Cecily Ooh, Wes Anderson. Yes, possible. He's not normally strange enough, but The Grand Budapest Hotel is my favourite film ever - by a long way.


message 37: by Aiden (last edited 24 juin 2017 04:23) (new)

Aiden Heavilin Having now completed "Titus Groan" and "Gormenghast", I think I'll take a break from the series before reading "Titus Alone". Thanks so much for your recommendation and ecstatic reviews, Keely and Cecily!

In the meantime, I'm composing themes for all the characters. :)


J.G. Keely "Thanks so much for your recommendation and ecstatic reviews, Keely and Cecily!"

Of course, I'm glad the suggestion proved worthwhile for you.


message 39: by Don Incognito (new)

Don Incognito Much obliged for the list.


message 40: by Britton (new) - added it

Britton I found the second volume of the series at a book sale...the only problem was is that it was the second book!


message 41: by Chris (new) - rated it 5 stars

Chris Talbott It’s a once in a lifetime experience .Very few novels rise to the level of an experience for me: Moby Dick, 2666 come to mind. They have nothing in common with this book except that they feel like a totally original creation that one experiences more than reads… your review captures the feeling of just sipping it in and letting the experience wash over.


message 42: by Amit (new)

Amit Mohta This is how a review should be written: minimizing as much of your own prejudice and literary preferences, always trying to grasp why the author adopted the style he did, and judging the work on that basis alone. On this site, I see a lot of reviewers get cranky and abandon a book when it doesn't fulfill their expectations (like Lord!--the author should write simpler sentences FOR YOU--because you can't rise to the demand that the author places on you as a reader); yet somehow these people crave after originality because no other book is different in style or substance than the ones they have already read. Hilarious!

This reviewer has got the balance just right.

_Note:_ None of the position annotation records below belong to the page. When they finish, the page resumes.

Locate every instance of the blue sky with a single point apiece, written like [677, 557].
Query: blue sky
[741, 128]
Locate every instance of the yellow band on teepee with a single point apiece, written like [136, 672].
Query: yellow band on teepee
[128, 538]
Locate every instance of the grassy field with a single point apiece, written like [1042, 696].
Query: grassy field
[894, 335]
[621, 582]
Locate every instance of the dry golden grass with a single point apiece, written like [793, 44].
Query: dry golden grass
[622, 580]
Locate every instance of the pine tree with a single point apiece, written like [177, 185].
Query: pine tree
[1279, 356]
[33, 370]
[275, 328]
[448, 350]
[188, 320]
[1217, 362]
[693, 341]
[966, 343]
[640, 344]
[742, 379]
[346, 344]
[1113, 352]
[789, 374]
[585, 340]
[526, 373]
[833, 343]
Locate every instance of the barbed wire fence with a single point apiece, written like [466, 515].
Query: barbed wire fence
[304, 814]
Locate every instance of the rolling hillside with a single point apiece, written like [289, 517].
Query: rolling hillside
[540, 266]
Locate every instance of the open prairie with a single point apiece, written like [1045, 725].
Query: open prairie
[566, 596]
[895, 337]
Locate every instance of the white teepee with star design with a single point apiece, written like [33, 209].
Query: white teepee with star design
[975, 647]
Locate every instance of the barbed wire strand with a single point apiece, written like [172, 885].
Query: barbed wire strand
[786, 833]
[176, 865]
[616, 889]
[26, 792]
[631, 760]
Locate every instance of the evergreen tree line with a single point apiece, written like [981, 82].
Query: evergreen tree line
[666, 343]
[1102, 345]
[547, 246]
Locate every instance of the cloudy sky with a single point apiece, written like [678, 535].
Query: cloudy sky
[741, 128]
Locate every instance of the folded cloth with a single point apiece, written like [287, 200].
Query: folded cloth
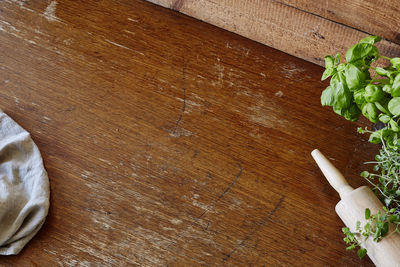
[24, 187]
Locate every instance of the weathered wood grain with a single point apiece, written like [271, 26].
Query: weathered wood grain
[170, 142]
[374, 17]
[287, 28]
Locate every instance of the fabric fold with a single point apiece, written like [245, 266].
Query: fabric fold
[24, 187]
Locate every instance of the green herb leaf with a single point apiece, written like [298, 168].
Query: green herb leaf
[341, 91]
[396, 85]
[384, 118]
[394, 106]
[354, 77]
[370, 111]
[373, 93]
[367, 213]
[361, 252]
[394, 126]
[371, 39]
[337, 59]
[395, 62]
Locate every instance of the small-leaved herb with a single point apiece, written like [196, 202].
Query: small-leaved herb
[351, 92]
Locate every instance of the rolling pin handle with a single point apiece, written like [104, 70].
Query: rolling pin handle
[333, 175]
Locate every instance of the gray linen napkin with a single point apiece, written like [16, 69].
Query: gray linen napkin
[24, 187]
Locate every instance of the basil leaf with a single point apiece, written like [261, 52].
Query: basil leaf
[376, 137]
[373, 93]
[359, 96]
[384, 118]
[370, 111]
[382, 105]
[361, 253]
[394, 126]
[394, 106]
[337, 59]
[354, 77]
[371, 39]
[341, 91]
[382, 71]
[367, 213]
[396, 83]
[327, 73]
[395, 62]
[387, 88]
[329, 62]
[352, 113]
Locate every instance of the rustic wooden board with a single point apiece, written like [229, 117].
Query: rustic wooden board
[170, 142]
[278, 25]
[371, 16]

It was clearly no easy task for him to finish the book even though he is a well-read person; yet his criticism appreciates how the author pushed the boundaries of fantasy in his work, and he gives Peake his unique place in literature.

Brilliant review!

(As for readers who review works 'prematurely'--either half-reading, or else reading but not really comprehending; perhaps step back, and tell yourself that you aren't yet the reader for this sort of work and for now, incapable of criticizing what you can't appreciate).

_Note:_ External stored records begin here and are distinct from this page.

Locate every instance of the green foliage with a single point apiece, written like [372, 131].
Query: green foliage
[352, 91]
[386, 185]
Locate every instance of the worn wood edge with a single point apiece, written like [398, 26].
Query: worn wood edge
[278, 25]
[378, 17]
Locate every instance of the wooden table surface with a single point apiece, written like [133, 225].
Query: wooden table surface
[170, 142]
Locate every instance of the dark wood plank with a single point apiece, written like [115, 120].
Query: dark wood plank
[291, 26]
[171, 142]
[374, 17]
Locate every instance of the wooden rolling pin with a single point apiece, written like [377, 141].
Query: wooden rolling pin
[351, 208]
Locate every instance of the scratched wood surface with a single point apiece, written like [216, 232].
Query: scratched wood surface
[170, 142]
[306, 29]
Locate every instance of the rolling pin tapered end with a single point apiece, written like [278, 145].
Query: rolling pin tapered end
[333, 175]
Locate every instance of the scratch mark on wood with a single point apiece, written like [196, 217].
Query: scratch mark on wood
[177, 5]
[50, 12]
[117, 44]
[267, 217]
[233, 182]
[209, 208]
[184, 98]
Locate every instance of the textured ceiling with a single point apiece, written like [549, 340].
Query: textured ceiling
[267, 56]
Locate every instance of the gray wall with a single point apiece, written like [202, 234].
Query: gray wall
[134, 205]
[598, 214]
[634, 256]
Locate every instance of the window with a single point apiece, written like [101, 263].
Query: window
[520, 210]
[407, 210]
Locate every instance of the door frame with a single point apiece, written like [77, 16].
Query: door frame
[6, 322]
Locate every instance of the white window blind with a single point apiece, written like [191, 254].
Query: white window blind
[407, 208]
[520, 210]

message 43: by Sue (new) - rated it 5 stars

Sue Dounim The Gormenghast novels are so overwhelming that it's hard for me to find words equal to what they evoke in me. So I thank first, J. G. Keely and Amit Mohta above for a brilliant review, and then a brilliant review of the review (! :-).
I read the trilogy first perhaps 30 or 40 years ago--in the Ballantine paperback editions-- and reading it again now is even more powerful.
I've read somewhere that the original printings of Titus Alone do not completely correspond to Peake's manuscript, but I don't know the details.
This is an unusual book in that even though I might rave about it, there is no one I've ever met I'll recommend it to. Thank goodness for Goodreads.